Shannon’s figures for bits per character could be even lower if the total context of a message were taken into account. You can probably think of times when you struggled to understand many words in an overheard conversation, until you recognised the context, and then suddenly it made sense. Equally when we are trying to read some almost unintelligible handwriting, recognising one word can lead to an unravelling of the whole sentence.
When we use an eye tracker to monitor our point of gaze while reading, we can observe that our point of gaze jumps from word to word along a line of text. We skip over most of the simple words like “the” and “of”, as the text can be understood without them; they can be inferred. But every so often our point of gaze jumps back along the line, back several words enabling us to re-read a difficult word. It is likely that our mind has suddenly realized that it has failed to make sense of the sentence and goes back to correct a misread word (mostly subconsciously).

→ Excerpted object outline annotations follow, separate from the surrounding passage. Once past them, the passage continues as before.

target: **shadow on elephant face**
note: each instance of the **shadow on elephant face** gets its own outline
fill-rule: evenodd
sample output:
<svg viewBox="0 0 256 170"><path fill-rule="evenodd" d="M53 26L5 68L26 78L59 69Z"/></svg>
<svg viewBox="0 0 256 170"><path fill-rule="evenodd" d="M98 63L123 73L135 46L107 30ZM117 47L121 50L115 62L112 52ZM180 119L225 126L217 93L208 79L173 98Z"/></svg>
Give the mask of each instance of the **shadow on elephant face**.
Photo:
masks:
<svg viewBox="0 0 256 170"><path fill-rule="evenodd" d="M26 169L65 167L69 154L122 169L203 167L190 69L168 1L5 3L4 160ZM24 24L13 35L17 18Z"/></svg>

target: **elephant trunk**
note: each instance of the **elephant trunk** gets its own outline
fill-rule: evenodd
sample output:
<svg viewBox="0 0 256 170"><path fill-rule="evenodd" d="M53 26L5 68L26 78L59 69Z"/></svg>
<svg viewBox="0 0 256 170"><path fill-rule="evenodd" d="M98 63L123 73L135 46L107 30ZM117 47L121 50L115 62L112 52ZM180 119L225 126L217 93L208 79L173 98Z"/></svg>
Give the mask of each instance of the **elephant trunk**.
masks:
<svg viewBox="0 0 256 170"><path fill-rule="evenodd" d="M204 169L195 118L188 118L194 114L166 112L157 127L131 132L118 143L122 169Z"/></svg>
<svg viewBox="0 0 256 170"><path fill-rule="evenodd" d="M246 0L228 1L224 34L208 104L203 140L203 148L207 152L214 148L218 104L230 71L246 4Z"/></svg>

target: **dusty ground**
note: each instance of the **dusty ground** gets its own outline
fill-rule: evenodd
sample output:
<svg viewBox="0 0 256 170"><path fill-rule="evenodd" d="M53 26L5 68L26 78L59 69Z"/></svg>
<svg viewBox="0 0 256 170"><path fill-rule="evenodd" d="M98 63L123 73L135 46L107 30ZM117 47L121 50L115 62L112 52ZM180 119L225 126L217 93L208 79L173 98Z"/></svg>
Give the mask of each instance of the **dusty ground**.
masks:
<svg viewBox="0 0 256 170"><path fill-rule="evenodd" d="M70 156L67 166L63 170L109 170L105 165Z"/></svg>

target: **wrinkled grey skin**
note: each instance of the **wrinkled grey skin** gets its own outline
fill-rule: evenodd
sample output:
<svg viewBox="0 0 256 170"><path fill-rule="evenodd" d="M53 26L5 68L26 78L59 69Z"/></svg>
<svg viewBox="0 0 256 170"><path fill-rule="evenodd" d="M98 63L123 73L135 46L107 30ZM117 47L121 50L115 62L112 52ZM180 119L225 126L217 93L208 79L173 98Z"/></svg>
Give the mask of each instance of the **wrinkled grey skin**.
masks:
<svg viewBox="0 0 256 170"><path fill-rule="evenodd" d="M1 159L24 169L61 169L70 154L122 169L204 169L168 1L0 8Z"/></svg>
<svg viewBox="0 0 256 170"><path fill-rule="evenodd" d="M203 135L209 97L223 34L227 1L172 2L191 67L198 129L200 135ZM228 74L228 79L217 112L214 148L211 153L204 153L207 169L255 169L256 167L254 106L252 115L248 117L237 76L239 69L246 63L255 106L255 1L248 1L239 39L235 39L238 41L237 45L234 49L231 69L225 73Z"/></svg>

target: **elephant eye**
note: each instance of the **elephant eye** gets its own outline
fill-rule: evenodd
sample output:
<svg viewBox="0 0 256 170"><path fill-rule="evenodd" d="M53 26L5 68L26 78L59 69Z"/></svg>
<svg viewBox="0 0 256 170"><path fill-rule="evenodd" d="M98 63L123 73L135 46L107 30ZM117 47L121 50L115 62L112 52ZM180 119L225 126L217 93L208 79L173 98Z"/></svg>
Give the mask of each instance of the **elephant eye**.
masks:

So we can read faster if we allow ourselves to make a few errors that can be picked up later and corrected. The task of reading random words is very significantly slower than with regular prose as we do not know what to expect.
We can use this 1.1 bit per character figure to calculate the speed of human communication as an information rate in bits per second. This is typically characterised in Words Per Minute (WPM), with an assumed average of five characters per word.[ii] So for example, a speed of 120 WPM would be 120 x 5/60 = 10 characters per second, and using the above estimate of 1.1 bit per character, this would be 11 bits per second.
Although the first examples above were based on the characters of the written alphabet, the latter example comprised of English words could equally well be written or spoken. Similar information rates have been found to apply to verbal language. So what information rate can we absorb through listening to speech? Audio-books generally “speak” at around 150 WPM, which corresponds to about nearly 14 bits per second. People can read text aloud at twice this rate, but it is very difficult to determine the degree of redundancy and the real error rate when reading material in which much is familiar to the reader. Pierce & Karlin of Bell Labs concluded that 43 bits per second can be transmitted under certain conditions and that the speed of word recognition appears to be a more severe limiting factor than the physiology of articulation.[iii]
43 bits per second for language is somewhat faster than those measured for the memory and physical skill tasks described above. This might suggest that our brain is more highly optimised for language, as it has been such a key factor in the development of modern humans. However, it is likely that the estimates of language redundancy used in the calculation may be too low. Of course the redundancy we describe only applies when we are familiar with a language. When we first encounter a language that is foreign to us, the communication rate becomes very low, and if we are multilingual, we must spot which language is being used before we can apply our knowledge of redundancy.
[i] The number of bits per character is the binary logarithm of the number of possibilities (= log2N), where N is the number of different symbols in the set, in this case 26
[ii] “Analysis of Text Entry Performance Metrics”, Ahmed Sabbir Arif, Wolfgang Stuerzlinger, Dept. of Computer Science & Engineering, York University, Toronto, Canada.
[iii] “Reading rates and the information rate of a human channel”, Pierce, J. R., & Karlin, J. E. (1957), Bell Systems Technical Journal, 36, 497-516.